There is no “one-size-fits-all” approach to value-based practice among medical disciplines. Cost-minimization analysis is a type of cost-effective analysis where the alternatives are considered equivalent. Although the effects of anesthetics are not equal, their difference is not big enough to be clinically significant in most of scenarios.


Thus, cost minimization surveys targeting the elimination of certain medications could be considered reasonable (2). Regarding the fact that cost of services, devices and medications are unknown to the majority of clinicians, clarifying the costs is the first step in cost minimization plans. As a miniature of cost minimization in the discipline of anesthesia practice, we estimated the cost of induction and maintenance of anesthesia with commonly used medications.
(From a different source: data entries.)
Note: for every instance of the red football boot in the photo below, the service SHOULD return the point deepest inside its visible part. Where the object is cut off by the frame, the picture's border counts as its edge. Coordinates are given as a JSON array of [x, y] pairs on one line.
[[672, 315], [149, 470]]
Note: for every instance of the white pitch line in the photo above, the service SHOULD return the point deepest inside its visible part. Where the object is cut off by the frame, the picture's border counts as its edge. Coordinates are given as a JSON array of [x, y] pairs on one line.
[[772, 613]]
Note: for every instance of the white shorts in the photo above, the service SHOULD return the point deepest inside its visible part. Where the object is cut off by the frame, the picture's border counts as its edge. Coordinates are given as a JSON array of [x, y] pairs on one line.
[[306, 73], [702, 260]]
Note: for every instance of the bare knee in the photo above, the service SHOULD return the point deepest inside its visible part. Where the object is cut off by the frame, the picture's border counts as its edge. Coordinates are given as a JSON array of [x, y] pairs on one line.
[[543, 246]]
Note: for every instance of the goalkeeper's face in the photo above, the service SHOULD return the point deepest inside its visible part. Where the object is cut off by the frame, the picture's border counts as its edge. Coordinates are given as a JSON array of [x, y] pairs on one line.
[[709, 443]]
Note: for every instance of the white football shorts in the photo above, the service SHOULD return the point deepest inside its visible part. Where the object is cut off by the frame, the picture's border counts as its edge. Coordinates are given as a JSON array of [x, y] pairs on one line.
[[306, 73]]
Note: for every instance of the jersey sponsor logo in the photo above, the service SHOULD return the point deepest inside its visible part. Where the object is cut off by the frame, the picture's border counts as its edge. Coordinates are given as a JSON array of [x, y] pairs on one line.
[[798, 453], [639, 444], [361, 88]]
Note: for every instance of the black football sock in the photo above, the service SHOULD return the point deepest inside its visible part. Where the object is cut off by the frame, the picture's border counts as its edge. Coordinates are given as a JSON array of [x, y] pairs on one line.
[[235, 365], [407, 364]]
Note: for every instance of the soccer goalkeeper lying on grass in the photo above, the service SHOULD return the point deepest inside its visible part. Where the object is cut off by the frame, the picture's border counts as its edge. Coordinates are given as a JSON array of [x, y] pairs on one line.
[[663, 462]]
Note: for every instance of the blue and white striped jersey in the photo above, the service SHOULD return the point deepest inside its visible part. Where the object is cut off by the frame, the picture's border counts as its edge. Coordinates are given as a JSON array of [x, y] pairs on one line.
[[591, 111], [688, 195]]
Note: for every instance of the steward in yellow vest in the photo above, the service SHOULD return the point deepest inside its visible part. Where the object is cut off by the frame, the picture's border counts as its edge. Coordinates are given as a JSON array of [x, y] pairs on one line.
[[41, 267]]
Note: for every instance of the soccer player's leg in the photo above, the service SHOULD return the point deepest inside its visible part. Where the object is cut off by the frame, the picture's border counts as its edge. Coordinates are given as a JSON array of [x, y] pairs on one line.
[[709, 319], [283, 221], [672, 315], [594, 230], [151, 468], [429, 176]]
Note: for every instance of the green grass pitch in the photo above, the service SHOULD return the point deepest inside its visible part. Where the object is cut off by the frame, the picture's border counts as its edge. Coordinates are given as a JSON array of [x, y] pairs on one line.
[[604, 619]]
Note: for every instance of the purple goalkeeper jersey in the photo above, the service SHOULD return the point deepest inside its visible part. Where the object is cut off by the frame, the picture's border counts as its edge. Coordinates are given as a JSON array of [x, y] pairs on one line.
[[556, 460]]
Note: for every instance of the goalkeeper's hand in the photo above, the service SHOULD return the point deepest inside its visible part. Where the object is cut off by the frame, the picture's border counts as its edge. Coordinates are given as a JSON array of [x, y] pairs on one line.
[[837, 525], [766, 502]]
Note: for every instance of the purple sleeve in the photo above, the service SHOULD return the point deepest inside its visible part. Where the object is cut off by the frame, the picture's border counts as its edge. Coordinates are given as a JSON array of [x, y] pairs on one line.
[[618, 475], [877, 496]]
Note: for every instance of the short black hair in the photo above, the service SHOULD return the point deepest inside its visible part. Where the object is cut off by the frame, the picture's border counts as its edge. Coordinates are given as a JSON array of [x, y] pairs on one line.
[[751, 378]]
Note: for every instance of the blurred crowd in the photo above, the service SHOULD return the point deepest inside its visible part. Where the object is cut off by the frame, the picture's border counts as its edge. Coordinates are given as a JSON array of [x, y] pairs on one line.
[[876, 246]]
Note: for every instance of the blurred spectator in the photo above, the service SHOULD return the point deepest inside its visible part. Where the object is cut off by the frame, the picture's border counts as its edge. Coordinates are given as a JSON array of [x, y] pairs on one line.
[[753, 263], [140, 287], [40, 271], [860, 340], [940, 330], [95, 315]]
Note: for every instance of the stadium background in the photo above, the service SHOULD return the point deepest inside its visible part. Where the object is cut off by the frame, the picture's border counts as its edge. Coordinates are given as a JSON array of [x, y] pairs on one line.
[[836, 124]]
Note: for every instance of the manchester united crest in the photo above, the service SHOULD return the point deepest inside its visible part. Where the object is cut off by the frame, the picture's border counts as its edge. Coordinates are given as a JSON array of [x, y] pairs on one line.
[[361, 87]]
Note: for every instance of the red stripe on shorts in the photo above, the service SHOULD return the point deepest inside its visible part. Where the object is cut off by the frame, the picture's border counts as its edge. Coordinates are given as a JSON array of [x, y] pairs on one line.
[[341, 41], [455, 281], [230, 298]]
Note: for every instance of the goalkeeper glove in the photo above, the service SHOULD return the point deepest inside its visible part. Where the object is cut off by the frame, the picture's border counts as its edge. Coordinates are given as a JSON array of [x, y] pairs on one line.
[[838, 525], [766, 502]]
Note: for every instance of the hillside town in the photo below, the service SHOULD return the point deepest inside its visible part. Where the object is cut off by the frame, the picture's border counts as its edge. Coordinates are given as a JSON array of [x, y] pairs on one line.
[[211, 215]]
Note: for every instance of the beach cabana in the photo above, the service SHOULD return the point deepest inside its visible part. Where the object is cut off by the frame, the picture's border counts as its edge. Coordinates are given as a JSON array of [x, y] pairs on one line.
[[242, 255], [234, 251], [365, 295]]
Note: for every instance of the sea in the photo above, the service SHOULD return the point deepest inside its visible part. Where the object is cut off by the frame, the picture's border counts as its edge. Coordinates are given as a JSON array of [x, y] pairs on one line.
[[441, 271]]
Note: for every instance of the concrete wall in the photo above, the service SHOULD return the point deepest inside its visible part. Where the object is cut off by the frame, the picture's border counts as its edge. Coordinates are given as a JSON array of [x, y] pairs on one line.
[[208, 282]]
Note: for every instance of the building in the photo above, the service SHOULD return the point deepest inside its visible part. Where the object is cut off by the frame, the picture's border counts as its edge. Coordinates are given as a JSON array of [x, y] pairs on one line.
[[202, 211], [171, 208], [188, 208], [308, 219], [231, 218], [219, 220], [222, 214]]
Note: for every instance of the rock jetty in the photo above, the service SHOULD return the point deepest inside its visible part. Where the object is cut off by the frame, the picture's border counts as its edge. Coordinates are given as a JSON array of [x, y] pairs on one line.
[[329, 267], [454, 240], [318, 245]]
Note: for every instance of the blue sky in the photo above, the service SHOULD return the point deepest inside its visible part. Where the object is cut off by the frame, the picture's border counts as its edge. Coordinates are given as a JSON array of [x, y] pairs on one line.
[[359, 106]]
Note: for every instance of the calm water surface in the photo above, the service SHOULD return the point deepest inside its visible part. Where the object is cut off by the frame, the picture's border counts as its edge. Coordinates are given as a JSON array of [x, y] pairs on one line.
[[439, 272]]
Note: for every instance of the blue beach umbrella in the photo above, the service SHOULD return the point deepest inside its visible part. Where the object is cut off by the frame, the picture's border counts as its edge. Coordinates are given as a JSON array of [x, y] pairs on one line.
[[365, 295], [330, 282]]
Our survey shows that among intravenous anesthetics etomidate is 12 times more expensive than ketamine and should be reserved for certain conditions. Sodium thiopental, propofol and benzodiazepines remain reasonable choices regarding their average cost (Table 1). For maintenance of anesthesia, sevoflurane is several times more costly than other anesthetics. As an example, it is nine times more costly than other commonly used volatile agent isoflurane. In our center it is a usual practice to apply inhalation induction of anesthesia with sevoflurane in small kids without intravenous access. It is wise to switch from sevoflurane to isoflurane for maintenance of anesthesia in pediatrics with comparable safety and efficacy of volatile agents. Among intravenous drugs, propofol is the commonly used but expensive choice. In most patients it could be safely replaced with other medications namely midazolam especially for maintenance of anesthesia. It is widely accepted that only in a minority of patients’ particular medications may be safer or have superiority over the cheaper substitutes. Earlier studies have evaluated the effects of limited access to the relatively expensive drugs of remifentanil, dexmedetomidina and desflurane.


The results demonstrated some drug cost savings without significant effect on clinical outcomes or duration of hospital stay (3-5). The reasonable approach is to identify cost contaminant interventions and actively replace the appropriate interventions and medications. A study of surgical costs in the U.S. private setting showed that operating rooms included 40% of hospital expenses, while 70% of the hospital’s income is from the operating room(6). Drug costs (anesthetic and non-anesthetic) account for 6% of the total costs of the hospital, 22% of which is owned by anesthetic agents. The cost of intraoperative anesthetic drugs included only 5.6% of the perioperative costs. Despite a small percentage of the total perioperative costs of anesthetic drugs, we need to find interventions that have a reasonable cost to be implemented.


In summary, habitual use of anesthetics without considering their prices precludes the cost-effective administration of them. It should be noted that the existence of a costly medication in the market does not necessarily translate to higher benefit compared with alternatives. The clinicians should restrict the use of these medications when their added benefit is not proven or is not large enough to warrant their administration. This strategy will help to reduce the drug shortages especially in health systems with limited financial resources. In educational centers, it is worthwhile to maintain access to multiple anesthetic drugs for educational and research purposes. Finally, as Sir Muir Gray, chief knowledge officer, UK National Health Service says “Doing things right is only half the story- it is also essential to use our limited resources most effectively by identifying and discontinuing lower value activities”.